Now we want to see the government go further in two ways: firstly be extending community budgeting to every council, and secondly by bringing Whitehall fully behind pooled budgets and joint working, ending decades of silo mentality.
Community Budgets will let councils, boroughs or neighbourhoods team up with all public services in their patch to combine resources into a single locally coordinated ‘pool and save’ pot with greater local control of improved services for local people.
More information on the Community Budget pilots is available on the Department for Communities and Local Government website.
DCLG have also release further details on the four ‘Whole-Place’ Community Budget Pilot plans:
- Greater Manchester aims to use joint investment from a range of partners to reduce levels of dependency and support growth critical to creating 56,000 private sector jobs over the next four years. They will use local evidence to decide how best to address cross cutting priorities like unemployment, low skills and dependency to support early intervention. This will result in a greater efficiency and public spending savings.

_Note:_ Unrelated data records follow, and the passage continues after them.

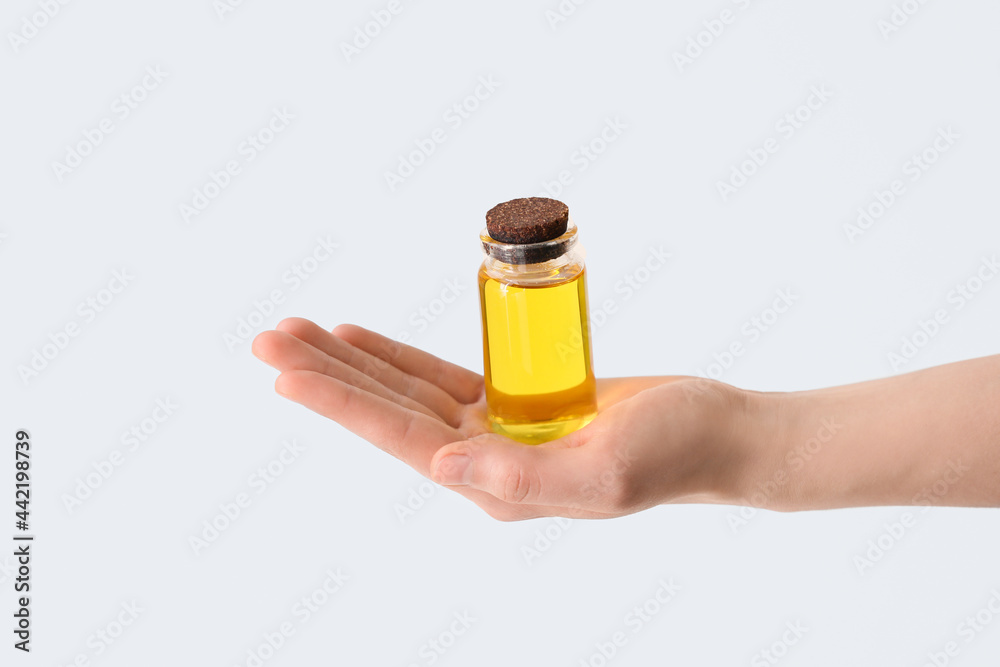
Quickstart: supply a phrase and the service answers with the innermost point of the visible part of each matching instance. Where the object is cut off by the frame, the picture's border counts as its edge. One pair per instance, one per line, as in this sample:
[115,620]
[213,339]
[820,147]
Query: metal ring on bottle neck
[529,253]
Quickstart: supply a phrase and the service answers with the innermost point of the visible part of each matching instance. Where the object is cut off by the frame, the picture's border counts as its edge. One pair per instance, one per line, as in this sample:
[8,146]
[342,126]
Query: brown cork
[528,220]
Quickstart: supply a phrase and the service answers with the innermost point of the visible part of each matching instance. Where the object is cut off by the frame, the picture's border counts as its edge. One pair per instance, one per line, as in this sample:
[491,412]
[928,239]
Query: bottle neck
[534,264]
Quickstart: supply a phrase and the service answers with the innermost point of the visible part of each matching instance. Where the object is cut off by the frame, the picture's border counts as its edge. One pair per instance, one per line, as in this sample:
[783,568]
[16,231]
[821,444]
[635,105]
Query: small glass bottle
[537,354]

- Cheshire West and Chester plan to review over 150 local services that have the potential to pool a single budget of £3-4 billion. They will make neighbourhoods safer and cleaner. Create new opportunities for jobs and learning as part of a ‘better deal’ for unemployed people. A first class children’s centre will be at the heart of the community plus help for older residents to lead independent lives.

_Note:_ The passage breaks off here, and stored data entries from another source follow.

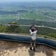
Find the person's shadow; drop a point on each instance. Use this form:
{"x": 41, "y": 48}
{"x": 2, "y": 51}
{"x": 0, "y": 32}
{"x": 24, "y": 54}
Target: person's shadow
{"x": 46, "y": 50}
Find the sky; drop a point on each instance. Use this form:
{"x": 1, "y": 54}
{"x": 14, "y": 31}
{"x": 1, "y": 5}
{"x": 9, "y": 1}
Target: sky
{"x": 24, "y": 0}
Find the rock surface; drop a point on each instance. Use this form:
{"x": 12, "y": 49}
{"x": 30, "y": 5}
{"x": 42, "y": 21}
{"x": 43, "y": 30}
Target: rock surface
{"x": 19, "y": 49}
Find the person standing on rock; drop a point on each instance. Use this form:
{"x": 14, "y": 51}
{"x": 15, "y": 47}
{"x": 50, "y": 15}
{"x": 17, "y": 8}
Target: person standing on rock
{"x": 33, "y": 32}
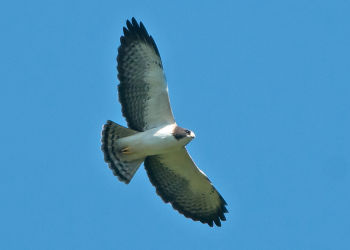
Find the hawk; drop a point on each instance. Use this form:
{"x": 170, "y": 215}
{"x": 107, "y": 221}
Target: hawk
{"x": 152, "y": 136}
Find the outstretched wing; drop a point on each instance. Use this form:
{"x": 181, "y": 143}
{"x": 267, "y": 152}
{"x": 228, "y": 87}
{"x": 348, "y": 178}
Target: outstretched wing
{"x": 143, "y": 91}
{"x": 178, "y": 181}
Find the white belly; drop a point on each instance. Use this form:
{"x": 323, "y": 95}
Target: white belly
{"x": 151, "y": 142}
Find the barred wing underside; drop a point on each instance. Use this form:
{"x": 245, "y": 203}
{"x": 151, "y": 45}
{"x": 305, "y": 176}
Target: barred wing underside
{"x": 143, "y": 91}
{"x": 178, "y": 181}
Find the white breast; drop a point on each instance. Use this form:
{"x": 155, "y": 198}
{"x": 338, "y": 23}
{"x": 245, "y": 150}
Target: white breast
{"x": 151, "y": 142}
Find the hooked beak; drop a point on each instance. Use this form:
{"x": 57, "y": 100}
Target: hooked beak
{"x": 192, "y": 135}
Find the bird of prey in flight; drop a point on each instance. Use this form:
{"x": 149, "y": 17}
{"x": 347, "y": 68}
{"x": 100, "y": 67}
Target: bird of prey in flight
{"x": 153, "y": 137}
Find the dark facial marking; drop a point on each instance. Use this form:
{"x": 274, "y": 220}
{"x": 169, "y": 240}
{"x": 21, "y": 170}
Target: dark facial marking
{"x": 180, "y": 133}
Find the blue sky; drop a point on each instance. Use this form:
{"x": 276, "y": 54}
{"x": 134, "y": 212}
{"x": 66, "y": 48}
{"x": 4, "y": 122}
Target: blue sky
{"x": 265, "y": 85}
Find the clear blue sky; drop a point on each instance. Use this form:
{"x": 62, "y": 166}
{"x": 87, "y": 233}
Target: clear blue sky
{"x": 265, "y": 85}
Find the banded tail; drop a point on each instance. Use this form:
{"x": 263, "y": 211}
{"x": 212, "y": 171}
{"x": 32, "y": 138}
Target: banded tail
{"x": 124, "y": 170}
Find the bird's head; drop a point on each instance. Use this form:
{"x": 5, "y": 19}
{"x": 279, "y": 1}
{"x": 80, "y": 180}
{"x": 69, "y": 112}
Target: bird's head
{"x": 183, "y": 135}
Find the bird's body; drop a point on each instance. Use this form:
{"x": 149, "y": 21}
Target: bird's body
{"x": 154, "y": 141}
{"x": 153, "y": 137}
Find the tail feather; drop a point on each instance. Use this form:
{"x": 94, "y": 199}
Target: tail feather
{"x": 124, "y": 170}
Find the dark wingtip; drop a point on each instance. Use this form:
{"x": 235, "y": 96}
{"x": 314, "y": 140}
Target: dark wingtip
{"x": 136, "y": 31}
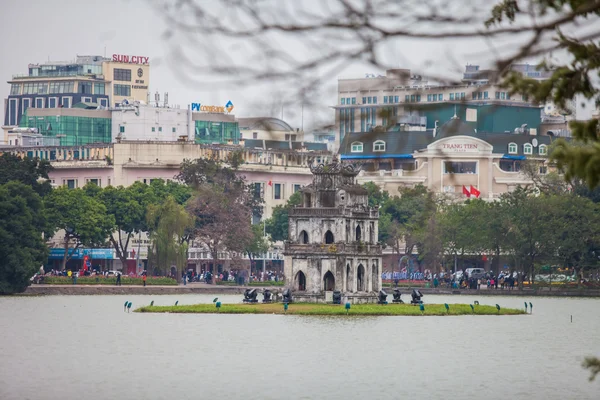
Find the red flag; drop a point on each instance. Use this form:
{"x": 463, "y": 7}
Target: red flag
{"x": 466, "y": 192}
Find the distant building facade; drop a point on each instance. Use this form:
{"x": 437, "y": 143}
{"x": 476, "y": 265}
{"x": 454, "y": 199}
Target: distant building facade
{"x": 103, "y": 81}
{"x": 448, "y": 160}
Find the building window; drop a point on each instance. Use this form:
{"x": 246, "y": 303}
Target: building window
{"x": 70, "y": 183}
{"x": 122, "y": 75}
{"x": 356, "y": 147}
{"x": 13, "y": 107}
{"x": 99, "y": 88}
{"x": 258, "y": 190}
{"x": 26, "y": 103}
{"x": 510, "y": 166}
{"x": 122, "y": 90}
{"x": 85, "y": 87}
{"x": 460, "y": 167}
{"x": 379, "y": 145}
{"x": 277, "y": 191}
{"x": 94, "y": 181}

- West London – Hammersmith & Fulham, Kensington & Chelsea, and Westminster – have put together a ‘Tri-Government Guarantee’, setting out their targets these include making sure every young person under 25 has a job or is in training or education; 80 per cert of children across the three boroughs achieve five A*-C grade GCSEs; access to high-quality affordable housing. The pilot will involve radically redesigning services and aligning funding in a number of key areas over the next 12 months.

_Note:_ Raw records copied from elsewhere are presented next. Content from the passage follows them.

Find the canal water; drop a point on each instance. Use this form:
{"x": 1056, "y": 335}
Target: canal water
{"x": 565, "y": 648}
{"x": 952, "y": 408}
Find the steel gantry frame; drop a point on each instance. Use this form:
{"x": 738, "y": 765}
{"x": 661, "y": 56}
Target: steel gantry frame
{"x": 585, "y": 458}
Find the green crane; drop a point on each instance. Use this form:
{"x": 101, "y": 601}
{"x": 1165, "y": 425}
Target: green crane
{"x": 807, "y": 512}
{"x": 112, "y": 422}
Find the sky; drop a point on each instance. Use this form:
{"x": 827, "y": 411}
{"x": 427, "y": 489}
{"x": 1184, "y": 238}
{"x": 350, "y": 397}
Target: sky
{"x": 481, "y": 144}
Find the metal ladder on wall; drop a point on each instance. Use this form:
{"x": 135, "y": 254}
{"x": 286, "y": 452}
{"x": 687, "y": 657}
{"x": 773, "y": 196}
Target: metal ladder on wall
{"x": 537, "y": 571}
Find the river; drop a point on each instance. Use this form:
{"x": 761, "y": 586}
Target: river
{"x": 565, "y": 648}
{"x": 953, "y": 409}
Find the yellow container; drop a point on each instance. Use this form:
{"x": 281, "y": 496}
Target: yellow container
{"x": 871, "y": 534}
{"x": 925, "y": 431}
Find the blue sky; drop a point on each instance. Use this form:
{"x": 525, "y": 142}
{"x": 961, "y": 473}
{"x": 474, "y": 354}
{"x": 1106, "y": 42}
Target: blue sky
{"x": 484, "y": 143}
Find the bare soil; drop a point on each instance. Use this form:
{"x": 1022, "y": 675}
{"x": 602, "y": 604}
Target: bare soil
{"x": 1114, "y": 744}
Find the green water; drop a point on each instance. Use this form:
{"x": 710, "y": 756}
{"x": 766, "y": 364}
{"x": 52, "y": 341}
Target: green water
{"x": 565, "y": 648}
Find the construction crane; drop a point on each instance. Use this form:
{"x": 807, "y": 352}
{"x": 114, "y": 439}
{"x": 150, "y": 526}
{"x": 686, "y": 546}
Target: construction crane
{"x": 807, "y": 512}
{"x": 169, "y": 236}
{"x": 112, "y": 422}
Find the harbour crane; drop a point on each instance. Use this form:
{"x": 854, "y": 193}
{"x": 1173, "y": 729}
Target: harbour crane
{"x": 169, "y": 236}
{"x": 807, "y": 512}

- Essex will encourage residents to play a greater role in their community and in helping to shape good value public services. Any savings delivered could be reinvested back into prevention and early intervention, not handed back to the Treasury. Local priorities include health and social care, skills for young people, economic growth and community safety.
More details on the Neighbourhood level Community Budget Plans:
- Hammersmith & Fulham (White City) want to integrate neighbourhood service budgets including welfare, crime, social care and ‘clean/green’.
- Tower Hamlets (Poplar Harca) want their neighbourhood services to include support for local enterprise with more spent on services than bureaucracy.
- Bradford Trident will co-commission parish functions, health and unemployment services with youth and sports centres run by a social enterprise.
- Tunbridge Wells (Sherwood) aims to devolve all appropriate service funding to a resident led trust.
- Kingston (Norbiton) will extend Local Integrated Services to all neighbourhood funds looking at housing, policing and community engagement.
- Haverhill will devolve a pooled budget to the ‘One Haverhill’ partnership. This will embed local knowledge and community influence over services.
- Birmingham (Balshall Heath, Shard End, Castle Vale) want the pilots to become a catalyst for more pooled budgets focused on prevention. Balsall Heath Forum and Shard End will be community led approaches while Castle Vale Community Partnership will be housing association led.
- Westminster (Queens Park) will create a Recovery and Early Action Partnership to bring all relevant services and residents in the neighbourhood together to focus on families at risk.
- North Devon DC (Ilfracombe) will create shadow accounts in “Virtual bank” as the first step to co-commissioning, before moving to budgetary control. It will look at neighbourhood services, libraries and highways.
- Newcastle (Cowgate, Kenton Bar, Montague) will broker agreements so ward committees can invest in family-support services delivered by a community enterprise.